Not only do people seem to love the sport for it's own sake, but they also seem to celebrate the fact that Japan can take something, borrow it, and produce it. And not only produce it, but excel at it. Ichiro is a hero here because he represents the fact that Japanese baseball is not emulation, but emulation become an exemplary example of the real. He and his MLB ilk are assurances that the cultural borrowing is not some remedial form of cultural development, but a way to produce something new, creative, and quality. The indigenous and new stems from the foreign, and adulation follows.
Or...
Maybe people here just really like sticks and balls. I don't know.
Anyway, baseball is still boring.

Sydney said...

So what you're saying is that Japanese baseball is a counter-argument to Baudrillard's precession of simulacra?
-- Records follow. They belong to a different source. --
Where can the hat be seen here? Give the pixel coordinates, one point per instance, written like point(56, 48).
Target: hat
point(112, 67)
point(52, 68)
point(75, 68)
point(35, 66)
That is awesome.

Joe Streckert said...

I wasn't thinking of Baudrillard when I wrote that but now that you mention it...
SUCK IT, BAUDRILLARD! OH YEAH! THE HANSHIN TIGERS MAKE YOU WRONG! TAKE THAT, YOU PHILOSOPHICAL DEAD PERSON!

Sydney said...

You should totally write a paper about how the Hanshin Tigers disprove, or at least seriously alter the meaning of, the precession of simulacra. It would be so very very awesome. And I'm sure that all the Tigers' fans would read it and be like, "Hot damn, we are AMAZING!"